I think all cybersecurity professionals need to keep learning. The cybersecurity landscape evolves in tandem with technology. One such area of advancement is in containerisation of application deployment. The rise in containerisation (e.g. Docker) to deploy applications quickly and orchestration of said containers (e.g. Kubernetes) have changed the way applications are deployed on the Internet. All of these require secure configurations, resulting in a rice bowl for my fellow cybersecurity professionals and I, to ensure said technology is not abused by unintended parties. But none of these existed before 2013, so no one can claim 10 years of experience in Docker/Kubernetes and claim they are a “team principal” (as of time of writing)! New solutions will emerge, forcing us to keep up.

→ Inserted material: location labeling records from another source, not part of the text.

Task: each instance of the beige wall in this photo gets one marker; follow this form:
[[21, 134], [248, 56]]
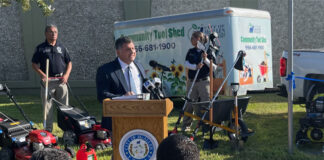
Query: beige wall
[[86, 29]]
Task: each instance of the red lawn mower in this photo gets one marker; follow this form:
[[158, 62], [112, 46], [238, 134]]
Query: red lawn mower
[[79, 127], [19, 139]]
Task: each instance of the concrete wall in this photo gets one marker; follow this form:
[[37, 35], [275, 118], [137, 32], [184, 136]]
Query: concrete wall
[[86, 29], [13, 65]]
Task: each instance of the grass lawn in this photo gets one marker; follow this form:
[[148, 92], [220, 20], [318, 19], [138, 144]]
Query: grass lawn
[[266, 114]]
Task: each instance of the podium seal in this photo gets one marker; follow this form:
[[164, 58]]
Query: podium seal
[[138, 144]]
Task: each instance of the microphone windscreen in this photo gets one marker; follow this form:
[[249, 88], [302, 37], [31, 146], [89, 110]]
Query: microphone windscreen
[[153, 63]]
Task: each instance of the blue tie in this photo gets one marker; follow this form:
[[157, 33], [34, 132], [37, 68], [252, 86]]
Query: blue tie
[[131, 81]]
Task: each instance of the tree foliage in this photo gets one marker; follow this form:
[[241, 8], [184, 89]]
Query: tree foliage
[[44, 5]]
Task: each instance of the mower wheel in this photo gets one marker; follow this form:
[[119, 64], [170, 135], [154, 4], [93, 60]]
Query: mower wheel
[[69, 138], [100, 146], [232, 136], [6, 154], [70, 151]]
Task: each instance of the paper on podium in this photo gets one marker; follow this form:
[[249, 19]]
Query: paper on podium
[[131, 97]]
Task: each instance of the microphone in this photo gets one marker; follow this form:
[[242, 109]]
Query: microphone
[[157, 82], [150, 87], [155, 64]]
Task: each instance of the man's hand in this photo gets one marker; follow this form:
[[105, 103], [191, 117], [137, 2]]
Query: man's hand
[[65, 79], [199, 65], [204, 55]]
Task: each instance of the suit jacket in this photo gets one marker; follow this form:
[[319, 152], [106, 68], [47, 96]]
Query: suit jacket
[[111, 82]]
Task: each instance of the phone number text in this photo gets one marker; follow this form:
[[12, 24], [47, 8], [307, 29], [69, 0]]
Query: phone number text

How difficult is it to learn? Quite difficult, but not impossible. I spent my time fiddling with all sorts of software outside work, which meant plenty of fiddling with open-source components to understand how they work. Sometimes, these lead to interesting side-projects, such as one where I built deliberately vulnerable machines. These have been fulfilling because I could contribute to the open-source community to pay it forward to the next generation. None of what I have learnt could be replicated easily through just reading a manual, or a PDF guide. To learn, one must do. But if it is not impossible to do, it is always possible to learn.
In the cybersecurity domain, many also discuss the value of certifications. I will describe the Offensive Security series of certifications, because these are what I primarily took. Certifications are valuable on resumes because of how resumes are being scanned today for a first assessment. There is limited time to look through every resume, which means optical character recognition (OCR) technology is frequently employed to identify keywords to sort out relevant resumes for further reading from irrelevant ones.
The OSCP has become valuable, at least to show proof of willingness to learn, considering the breadth of introductory penetration testing material it covers. However, I personally found certifications valuable for the journey to learn as well. The OSCP gave me a good taste of penetration testing, especially for someone who started from zero. Predictably, my journey was difficult, failing my first exam attempt, but I tried harder and eventually obtained my certification. While the journey was arduous, it taught me mental fortitude, not just some acronyms to beat the OCR reader.
I realised what keeps us relevant is the joy of learning. But what stops us from this is often the psychological barrier, and the fear of failure. This was the greatest lesson I took away in my first four years of my career — if you never try, while you’ll never fail, you’ll never succeed either. To succeed, one must first try, and then try harder.
Cybersecurity is broad. There are people who do technical work such as reverse engineering of both hardware and software of all kinds. Others do good work in governance, risk and compliance, which are not as technically-oriented but require an interdisciplinary mind. Many people in cybersecurity, in fact, transition from other domains such as software engineering, network infrastructure and even business risk analysis. One can appreciate the breadth of cybersecurity professionals and learn from them through the different cybersecurity interest groups in Discord, Telegram and more.
The industry is still short of qualified professionals, but I hoped I have used my journey to show that it is possible to level up accordingly, from zero, and try transitioning to cybersecurity. The journey will be hard, but the community is supportive in making sure fellow cybersecurity professionals can level up.